II. A more important consideration is indicated by considering that Aristotelian, Newtonian and Euclidean frames of references are included in the framework of general semantics as special cases or approximations. One consequence of this inclusion is the need to differentiate between the areas of research which are relevant to general semantics, but can be included in the special case or approximation and research which cannot be accomplished without extensions which constitute general semantics. Some research is 'necessary' to general semantics, but is not 'sufficient' to be labeled 'general semantics research'. On April 29, 1978, Professor Elwood Murray characterized the non-separable sub-parts necessary and sufficient for general semantics as a gestalt or synergistic structure as "multi-level, multi-dimensional, multi-causal." Research which is sufficient to be general semantics research requires all three formulations in its characterization. Two are not sufficient. This is not to say that vast areas of research, which cannot be labeled 'general semantics research', are not of interest to general semanticists. On the contrary, a great many areas of research are 'necessary' to general semantics and should be observed, reported on and interpreted in the light of general semantics principles and predictions. We should not, however, 'call' this related and necessary research 'general semantics research'. Bridge and building builders do not need non-Newtonian (relativistic) mechanics. Newtonian mechanics is adequate to their purposes. Non-Newtonian mechanics is required only where great precision is necessary; for example, in celestial navigation for the astronauts. Similarly, only where great precision, multi-levels, multi-dimensional and multi-causal structures are needed is non-Aristotelian evaluation required -- for less precision, Aristotelian systems of evaluation will sometimes be adequate.

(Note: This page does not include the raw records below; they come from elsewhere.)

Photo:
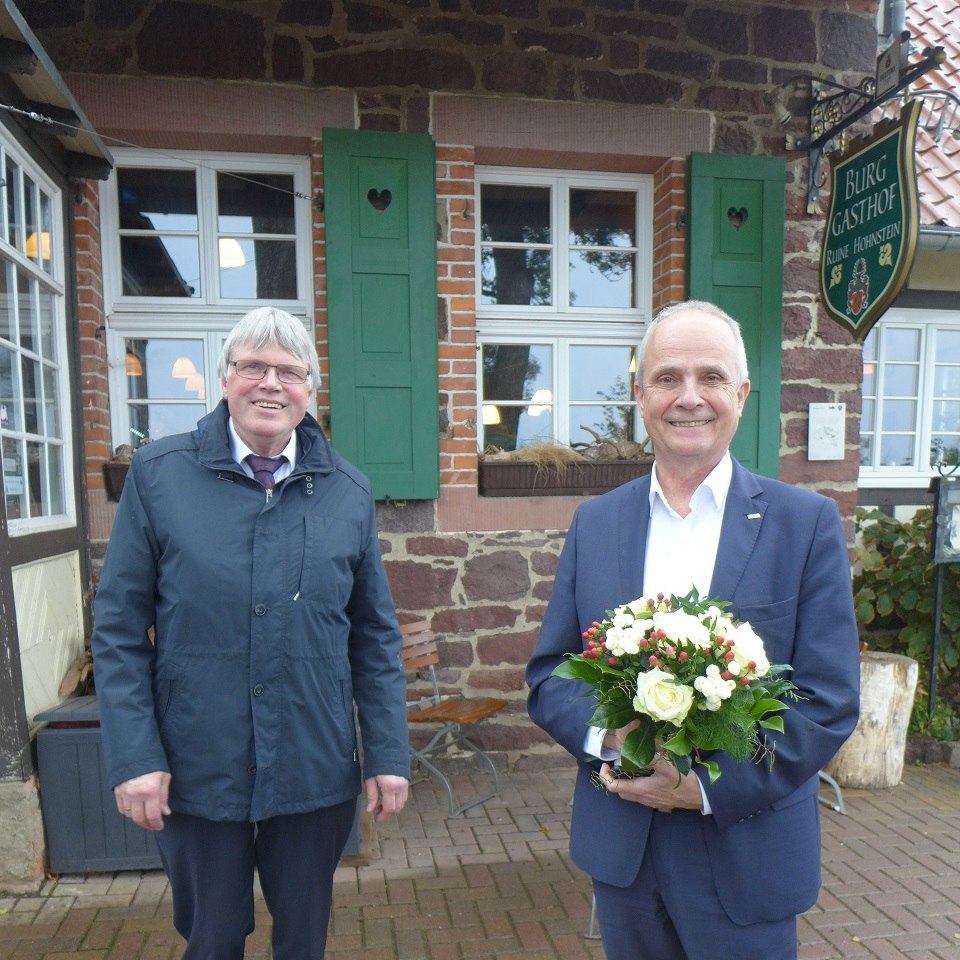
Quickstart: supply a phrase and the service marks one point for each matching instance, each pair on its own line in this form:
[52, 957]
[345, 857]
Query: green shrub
[894, 587]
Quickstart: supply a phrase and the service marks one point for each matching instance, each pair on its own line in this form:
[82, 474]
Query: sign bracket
[835, 107]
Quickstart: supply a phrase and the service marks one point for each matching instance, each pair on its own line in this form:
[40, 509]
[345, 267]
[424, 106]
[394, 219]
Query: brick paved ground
[497, 883]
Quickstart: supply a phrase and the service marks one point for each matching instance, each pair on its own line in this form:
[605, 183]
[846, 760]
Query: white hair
[703, 306]
[268, 325]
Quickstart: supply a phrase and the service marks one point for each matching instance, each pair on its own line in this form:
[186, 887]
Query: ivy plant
[894, 594]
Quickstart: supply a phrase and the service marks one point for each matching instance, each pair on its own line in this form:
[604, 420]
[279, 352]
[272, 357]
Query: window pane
[902, 344]
[516, 371]
[36, 478]
[163, 369]
[255, 203]
[513, 373]
[510, 214]
[610, 422]
[10, 418]
[12, 185]
[510, 276]
[601, 372]
[258, 269]
[519, 427]
[896, 451]
[946, 415]
[166, 387]
[29, 324]
[603, 218]
[948, 346]
[55, 503]
[46, 232]
[900, 380]
[160, 266]
[30, 217]
[602, 279]
[51, 403]
[7, 319]
[157, 420]
[30, 372]
[14, 482]
[946, 381]
[45, 318]
[157, 199]
[944, 450]
[899, 415]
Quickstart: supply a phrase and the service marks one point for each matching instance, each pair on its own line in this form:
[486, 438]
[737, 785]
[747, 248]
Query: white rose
[713, 688]
[748, 648]
[613, 638]
[630, 638]
[622, 618]
[661, 696]
[681, 627]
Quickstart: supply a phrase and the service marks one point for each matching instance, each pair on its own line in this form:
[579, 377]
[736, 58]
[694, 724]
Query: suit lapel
[633, 520]
[742, 519]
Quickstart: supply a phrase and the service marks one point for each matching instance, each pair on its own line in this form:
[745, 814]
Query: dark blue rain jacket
[272, 618]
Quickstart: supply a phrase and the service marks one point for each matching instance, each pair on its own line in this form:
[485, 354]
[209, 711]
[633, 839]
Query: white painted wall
[50, 624]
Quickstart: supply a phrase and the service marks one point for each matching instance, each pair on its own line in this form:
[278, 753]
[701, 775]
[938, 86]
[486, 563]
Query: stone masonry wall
[484, 597]
[484, 594]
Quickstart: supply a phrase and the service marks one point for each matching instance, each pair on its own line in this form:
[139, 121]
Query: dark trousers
[211, 864]
[671, 911]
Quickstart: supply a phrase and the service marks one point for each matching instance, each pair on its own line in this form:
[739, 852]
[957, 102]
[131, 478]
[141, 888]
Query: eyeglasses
[255, 370]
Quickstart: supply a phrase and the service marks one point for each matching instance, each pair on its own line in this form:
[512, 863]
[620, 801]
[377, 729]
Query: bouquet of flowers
[690, 677]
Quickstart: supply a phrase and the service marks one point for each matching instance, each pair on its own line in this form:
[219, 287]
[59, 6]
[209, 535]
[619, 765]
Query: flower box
[513, 478]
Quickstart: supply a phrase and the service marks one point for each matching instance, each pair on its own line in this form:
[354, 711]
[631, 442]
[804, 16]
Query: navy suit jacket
[782, 563]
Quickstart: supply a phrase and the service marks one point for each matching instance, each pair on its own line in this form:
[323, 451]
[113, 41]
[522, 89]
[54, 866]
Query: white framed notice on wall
[827, 431]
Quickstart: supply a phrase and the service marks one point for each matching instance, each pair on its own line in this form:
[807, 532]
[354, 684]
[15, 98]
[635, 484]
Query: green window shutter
[380, 214]
[735, 221]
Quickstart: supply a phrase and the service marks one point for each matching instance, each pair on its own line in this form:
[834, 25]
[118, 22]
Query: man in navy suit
[691, 870]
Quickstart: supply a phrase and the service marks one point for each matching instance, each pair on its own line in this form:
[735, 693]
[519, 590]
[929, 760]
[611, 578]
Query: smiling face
[265, 412]
[689, 397]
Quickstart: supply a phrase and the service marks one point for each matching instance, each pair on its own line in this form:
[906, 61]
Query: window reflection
[31, 320]
[518, 394]
[166, 386]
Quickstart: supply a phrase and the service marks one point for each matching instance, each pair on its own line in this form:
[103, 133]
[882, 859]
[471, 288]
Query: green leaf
[640, 746]
[713, 771]
[576, 670]
[613, 715]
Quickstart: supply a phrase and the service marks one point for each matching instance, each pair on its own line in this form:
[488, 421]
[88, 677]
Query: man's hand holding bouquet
[686, 677]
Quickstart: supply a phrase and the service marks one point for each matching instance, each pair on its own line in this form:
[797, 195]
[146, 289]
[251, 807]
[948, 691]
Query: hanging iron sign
[870, 236]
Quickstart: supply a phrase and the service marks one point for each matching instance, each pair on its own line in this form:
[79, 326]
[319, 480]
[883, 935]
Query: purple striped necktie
[264, 467]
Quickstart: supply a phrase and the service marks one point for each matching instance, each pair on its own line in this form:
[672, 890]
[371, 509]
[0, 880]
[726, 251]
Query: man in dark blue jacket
[243, 619]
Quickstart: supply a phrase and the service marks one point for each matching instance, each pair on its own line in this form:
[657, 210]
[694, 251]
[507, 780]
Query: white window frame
[209, 317]
[924, 321]
[53, 282]
[559, 324]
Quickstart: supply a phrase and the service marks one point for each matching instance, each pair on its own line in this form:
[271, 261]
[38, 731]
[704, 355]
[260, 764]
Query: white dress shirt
[240, 451]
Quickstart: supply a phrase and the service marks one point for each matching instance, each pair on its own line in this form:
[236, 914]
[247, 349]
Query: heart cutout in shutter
[737, 217]
[379, 199]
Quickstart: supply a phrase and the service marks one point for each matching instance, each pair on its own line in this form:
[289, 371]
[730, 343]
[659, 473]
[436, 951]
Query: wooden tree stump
[873, 756]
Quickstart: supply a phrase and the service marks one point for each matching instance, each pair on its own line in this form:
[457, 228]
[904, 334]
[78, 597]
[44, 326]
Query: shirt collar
[715, 484]
[239, 450]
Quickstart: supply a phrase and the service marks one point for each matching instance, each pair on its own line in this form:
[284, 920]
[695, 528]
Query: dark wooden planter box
[114, 473]
[518, 479]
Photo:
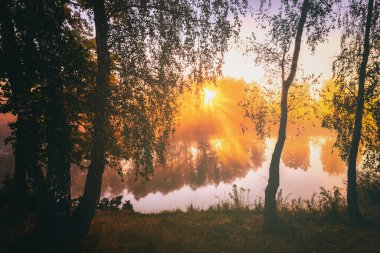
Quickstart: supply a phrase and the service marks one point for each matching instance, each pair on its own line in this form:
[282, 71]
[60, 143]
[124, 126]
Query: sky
[238, 65]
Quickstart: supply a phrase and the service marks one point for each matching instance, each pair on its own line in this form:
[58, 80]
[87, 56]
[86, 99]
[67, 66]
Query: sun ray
[208, 96]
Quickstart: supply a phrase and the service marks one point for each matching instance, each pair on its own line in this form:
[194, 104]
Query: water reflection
[209, 153]
[201, 163]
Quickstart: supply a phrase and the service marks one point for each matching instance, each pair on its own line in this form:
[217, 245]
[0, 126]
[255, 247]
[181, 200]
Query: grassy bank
[319, 224]
[213, 231]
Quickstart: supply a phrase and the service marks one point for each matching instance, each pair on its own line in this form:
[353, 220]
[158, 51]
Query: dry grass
[228, 231]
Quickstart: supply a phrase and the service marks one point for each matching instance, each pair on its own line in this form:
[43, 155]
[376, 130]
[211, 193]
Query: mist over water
[209, 153]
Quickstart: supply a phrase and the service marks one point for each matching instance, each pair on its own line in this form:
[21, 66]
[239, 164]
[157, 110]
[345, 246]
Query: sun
[209, 96]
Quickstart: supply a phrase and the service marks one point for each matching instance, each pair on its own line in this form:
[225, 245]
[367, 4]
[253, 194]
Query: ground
[212, 231]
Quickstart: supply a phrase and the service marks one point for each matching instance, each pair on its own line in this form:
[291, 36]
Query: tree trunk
[85, 212]
[352, 198]
[270, 207]
[58, 198]
[26, 144]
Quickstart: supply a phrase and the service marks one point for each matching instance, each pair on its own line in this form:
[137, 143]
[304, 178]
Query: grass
[234, 225]
[221, 231]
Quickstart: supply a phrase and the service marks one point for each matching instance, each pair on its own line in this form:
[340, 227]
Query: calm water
[203, 173]
[210, 153]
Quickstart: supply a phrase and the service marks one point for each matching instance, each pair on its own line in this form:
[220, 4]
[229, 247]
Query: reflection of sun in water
[209, 96]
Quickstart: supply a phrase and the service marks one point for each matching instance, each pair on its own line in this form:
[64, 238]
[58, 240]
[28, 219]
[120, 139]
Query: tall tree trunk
[270, 207]
[352, 198]
[58, 198]
[14, 75]
[85, 212]
[26, 144]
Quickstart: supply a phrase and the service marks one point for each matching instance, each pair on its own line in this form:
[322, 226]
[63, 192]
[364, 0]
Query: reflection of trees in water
[296, 152]
[331, 161]
[200, 164]
[111, 183]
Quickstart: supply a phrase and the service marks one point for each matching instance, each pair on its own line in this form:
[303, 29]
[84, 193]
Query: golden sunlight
[208, 96]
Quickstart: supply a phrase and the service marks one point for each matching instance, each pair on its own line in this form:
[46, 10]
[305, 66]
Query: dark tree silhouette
[83, 215]
[286, 29]
[352, 198]
[354, 107]
[152, 44]
[18, 53]
[58, 199]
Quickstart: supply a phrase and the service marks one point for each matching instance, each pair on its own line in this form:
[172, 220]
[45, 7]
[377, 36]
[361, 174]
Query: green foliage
[153, 45]
[276, 56]
[108, 204]
[369, 188]
[342, 105]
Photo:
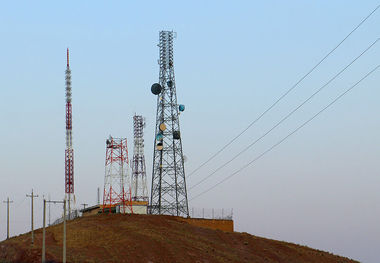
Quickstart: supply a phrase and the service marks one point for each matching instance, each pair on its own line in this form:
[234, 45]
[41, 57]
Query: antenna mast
[139, 186]
[168, 195]
[69, 152]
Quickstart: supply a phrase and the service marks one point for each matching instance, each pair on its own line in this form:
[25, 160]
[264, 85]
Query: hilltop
[153, 239]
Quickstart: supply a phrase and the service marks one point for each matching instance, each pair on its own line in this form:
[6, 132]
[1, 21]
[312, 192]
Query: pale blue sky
[232, 60]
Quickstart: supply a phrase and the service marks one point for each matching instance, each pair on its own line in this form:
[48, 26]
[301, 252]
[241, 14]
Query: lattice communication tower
[69, 152]
[117, 190]
[139, 186]
[168, 194]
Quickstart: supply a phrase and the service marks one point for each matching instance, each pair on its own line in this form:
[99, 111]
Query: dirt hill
[153, 239]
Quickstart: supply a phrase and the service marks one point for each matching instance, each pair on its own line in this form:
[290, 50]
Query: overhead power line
[287, 116]
[287, 136]
[285, 94]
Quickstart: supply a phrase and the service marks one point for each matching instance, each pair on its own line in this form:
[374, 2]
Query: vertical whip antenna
[69, 152]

This is not to say that we can 'drop' our non-Aristotelian 'awareness'.
In summary, we must be prepared to provide 'structure' for what we intend by the terms "general semantics" and "research". We know when we are doing research in general semantics only when the research is both necessary and sufficient for general semantics, when the major perspectives of general semantics are required for the formulations involved in the research and when all three of "multi-dimensional, multi-level and multi-causal" are required for the formulations of the research. Research is not 'general semantics research' just because someone put that label on it.
This paper was prepared as a result of my dissatisfaction with the panel discussion on Formal Standards in Research and Teaching general semantics that I had previously participated on in 1979. It was published in the General Semantic Bulletin in 1983.